Ampere’s experiments on the attraction and repulsion of two current-carrying wires depending on the direction of the currents, are well known. I recently learned about another experiment of his – seemingly simple and perhaps trivial – but actually very significant. It was in the book ‘Ampere’s Electrodynamics’ by the brilliant Brazilian scholar A. K. T. Assis, that I read about this experiment.
It was September of 1820. A few months earlier, in April, Hans Christian Oersted had demonstrated the effect of an electric current in a wire on a magnetic compass kept near it. Ampere came to know of this experiment and repeated it.
Ampere’s unique addition to Oersted’s experiment was to check whether there was a similar effect on a compass needle kept near the battery. The battery widely used at the time was a trough battery – a large rectangular box having several compartments filled with acid in which pairs of metal plates were dipped.
The magnetic needle was deflected in the same way when kept above the battery, as it would have been if kept above the wire. Ampere showed that a current flowed through the battery. And that this current was in the same direction as the current in the wire, forming a closed loop.
That’s obvious to us today, but we must realise that this was less than three decades since Volta first invented the battery and how it worked was still a mystery to everyone. This was a time when the most familiar electrical phenomena were all electrostatic in nature. The only other source of electricity scientists knew about were a Leyden jar (a capacitor made from a glass jar) which gave brief bursts of current.

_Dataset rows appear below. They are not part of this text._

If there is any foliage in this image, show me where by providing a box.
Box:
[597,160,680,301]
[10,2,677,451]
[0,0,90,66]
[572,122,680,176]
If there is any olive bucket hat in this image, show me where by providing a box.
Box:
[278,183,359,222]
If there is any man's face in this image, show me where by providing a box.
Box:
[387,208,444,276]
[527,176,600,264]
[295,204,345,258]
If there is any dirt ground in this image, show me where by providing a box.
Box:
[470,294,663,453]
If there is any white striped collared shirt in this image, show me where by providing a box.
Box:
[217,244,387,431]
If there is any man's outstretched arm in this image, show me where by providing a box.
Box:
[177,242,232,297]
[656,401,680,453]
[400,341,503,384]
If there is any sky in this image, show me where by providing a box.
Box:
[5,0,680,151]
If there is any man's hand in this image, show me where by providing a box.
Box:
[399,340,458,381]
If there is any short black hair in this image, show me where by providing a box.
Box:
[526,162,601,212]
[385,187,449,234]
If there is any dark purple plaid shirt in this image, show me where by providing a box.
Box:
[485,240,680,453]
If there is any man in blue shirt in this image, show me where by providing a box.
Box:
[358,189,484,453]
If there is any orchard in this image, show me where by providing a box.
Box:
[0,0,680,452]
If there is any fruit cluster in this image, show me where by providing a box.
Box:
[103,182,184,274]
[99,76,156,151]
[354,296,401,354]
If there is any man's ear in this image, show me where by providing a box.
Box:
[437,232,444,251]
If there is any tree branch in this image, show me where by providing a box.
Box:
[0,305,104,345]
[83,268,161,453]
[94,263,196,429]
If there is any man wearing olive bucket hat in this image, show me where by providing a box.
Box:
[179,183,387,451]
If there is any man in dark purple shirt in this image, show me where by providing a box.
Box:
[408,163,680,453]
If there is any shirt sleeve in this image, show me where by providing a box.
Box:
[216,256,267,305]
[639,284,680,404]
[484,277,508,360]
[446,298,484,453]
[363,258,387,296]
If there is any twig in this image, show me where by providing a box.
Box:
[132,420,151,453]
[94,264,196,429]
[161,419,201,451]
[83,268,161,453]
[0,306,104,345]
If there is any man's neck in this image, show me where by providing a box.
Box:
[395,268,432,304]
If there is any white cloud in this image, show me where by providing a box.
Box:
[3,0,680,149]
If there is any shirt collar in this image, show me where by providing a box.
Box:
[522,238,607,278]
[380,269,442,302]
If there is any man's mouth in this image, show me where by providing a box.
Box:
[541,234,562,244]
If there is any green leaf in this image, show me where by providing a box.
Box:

Against this backdrop, what Ampere discovered raises more questions than answers. If the current flowed in a closed loop in the circuit, that meant the current inside the battery flowed from the negative terminal to the positive terminal! This was the opposite of the direction you would expect the current to flow if it were driven by electrostatic forces.
So, Ampere indirectly proved that there were non-electrostatic forces in the battery that caused the current. What caused a battery to produce a current had already become a raging debate at the time and wouldn’t be settled until over half a century later.